1888 год.
К главе двадцать первой («Посещение сановников»)
Княжна М. М. Дондукова-Корсакова[122]
Шлиссельбургская крепость была словно заколдованный замок в сказке: ни туда, ни оттуда — все пути, все дороги заказаны.
По отношению к узникам: «Отсюда не выходят, а выносят».
По отношению к тем, кто за стенами крепости: «Сюда входят, но не выходят», — заявляли сановники.
Между нами ходила легенда, будто великий писатель земли русской Толстой хотел проникнуть в наше заколдованное царство. Но ворота для него не отворились — заклятие не было снято. Говорят, гр. Толстой писал в то время свое «Воскресение» и думал почерпнуть в стенах Шлиссельбурга живой материал для художественного воспроизведения.
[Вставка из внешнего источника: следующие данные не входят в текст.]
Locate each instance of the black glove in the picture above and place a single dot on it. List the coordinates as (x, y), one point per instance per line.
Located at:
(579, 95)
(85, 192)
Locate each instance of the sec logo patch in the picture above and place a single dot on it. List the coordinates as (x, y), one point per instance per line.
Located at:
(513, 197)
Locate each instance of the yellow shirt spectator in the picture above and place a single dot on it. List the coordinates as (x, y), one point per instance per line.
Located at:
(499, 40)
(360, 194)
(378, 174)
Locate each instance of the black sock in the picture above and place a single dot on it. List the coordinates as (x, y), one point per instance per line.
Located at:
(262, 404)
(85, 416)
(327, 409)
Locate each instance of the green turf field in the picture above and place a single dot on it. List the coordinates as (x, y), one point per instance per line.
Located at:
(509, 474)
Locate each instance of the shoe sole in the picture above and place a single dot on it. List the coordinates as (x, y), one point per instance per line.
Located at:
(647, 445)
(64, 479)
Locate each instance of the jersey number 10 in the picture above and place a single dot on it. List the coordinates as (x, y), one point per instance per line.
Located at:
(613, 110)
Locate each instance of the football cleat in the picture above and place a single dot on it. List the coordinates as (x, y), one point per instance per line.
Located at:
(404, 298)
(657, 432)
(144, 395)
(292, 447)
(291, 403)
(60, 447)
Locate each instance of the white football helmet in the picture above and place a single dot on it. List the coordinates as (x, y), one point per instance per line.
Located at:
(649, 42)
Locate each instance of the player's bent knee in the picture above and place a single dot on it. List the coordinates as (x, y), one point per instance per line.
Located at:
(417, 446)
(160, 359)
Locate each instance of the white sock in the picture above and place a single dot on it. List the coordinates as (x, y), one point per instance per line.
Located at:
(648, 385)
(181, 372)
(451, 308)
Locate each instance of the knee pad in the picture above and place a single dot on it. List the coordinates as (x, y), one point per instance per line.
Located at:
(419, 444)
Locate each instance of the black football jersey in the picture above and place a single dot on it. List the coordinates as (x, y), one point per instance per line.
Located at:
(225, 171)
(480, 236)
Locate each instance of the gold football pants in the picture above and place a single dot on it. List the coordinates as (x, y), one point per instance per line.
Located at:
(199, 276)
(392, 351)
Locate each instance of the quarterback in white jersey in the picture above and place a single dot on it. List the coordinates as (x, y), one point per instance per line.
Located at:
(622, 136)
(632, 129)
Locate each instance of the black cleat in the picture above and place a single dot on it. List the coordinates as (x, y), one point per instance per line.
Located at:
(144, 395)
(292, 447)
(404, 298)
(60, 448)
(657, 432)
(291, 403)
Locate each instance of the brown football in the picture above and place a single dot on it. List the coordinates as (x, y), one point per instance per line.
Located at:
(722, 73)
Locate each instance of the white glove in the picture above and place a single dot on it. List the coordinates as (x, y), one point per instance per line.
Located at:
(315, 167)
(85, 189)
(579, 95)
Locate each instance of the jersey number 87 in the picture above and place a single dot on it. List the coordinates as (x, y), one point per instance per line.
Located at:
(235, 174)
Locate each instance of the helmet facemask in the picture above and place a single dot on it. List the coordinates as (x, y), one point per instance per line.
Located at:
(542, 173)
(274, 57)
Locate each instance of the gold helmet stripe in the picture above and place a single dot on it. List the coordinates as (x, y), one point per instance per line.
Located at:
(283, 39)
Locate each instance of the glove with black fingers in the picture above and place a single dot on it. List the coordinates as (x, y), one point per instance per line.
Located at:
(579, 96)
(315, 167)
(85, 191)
Откуда проник этот слух, была ли то правда или неправда, но два изречения — «Отсюда выносят, а не выходят» и «Сюда входят, но отсюда не выходят» — эти два изречения как нельзя лучше формулировали безнадежность и полную отрешенность от мира для тех, кто попал на «Остров мертвых» в истоках Невы.
О том, что многих действительно вынесли, я уже говорила; говорила также и о том, что несколько человек срочных и амнистированных вышли.
Но войти в крепость к нам, войти и выйти, посетить нас — это было неслыханно. И все-таки через 20 лет после открытия тюрьмы нашлись волшебники, разрушившие чары заколдованного замка. Они пришли к нам не по долгу службы, не в качестве официальных должностных лиц. Они пришли к нам как к людям и в качестве людей, во имя братства и любви.
То были Мария Михайловна Дондукова-Корсакова и петербургский митрополит Антоний.
В один из июньских дней 1904 года ко мне вошел комендант Яковлев и, отпустив сверх обыкновения всех жандармов, сказал:
— В Петербурге есть очень добрая старушка, княжна Мария Михайловна Дондукова-Корсакова. Она имеет большие связи в Петербурге и при дворе. Она может много сделать для тюрьмы, например относительно книг и журналов… Она хотела бы видеть вас… Примете ли вы ее?
В то время мне оставалось до выхода из Шлиссельбурга всего три месяца, и так как какой бы то ни было своекорыстный мотив у меня отсутствовал и за короткий срок пребывания в крепости я могла не опасаться религиозного натиска, возможного со стороны лиц, получающих столь необычайное полномочие посещать государственных пленников, то я и ответила:
— Отчего же нет, раз она этого желает?
Подобный же разговор произошел у коменданта и с моими товарищами. Один только Лопатин ответил в юмористическом тоне.
— На что мне эта старушка?! — сказал он. — Но, если придет, я под кровать не спрячусь…
Комендант сердито хлопнул дверью, правильно приняв слова Лопатина за отказ.
Как все необычайное, весть о предстоящем посещении всколыхнула нас. Невольная тревога охватила и меня.
И вот по прошествии нескольких дней моя дверь неожиданно отворилась.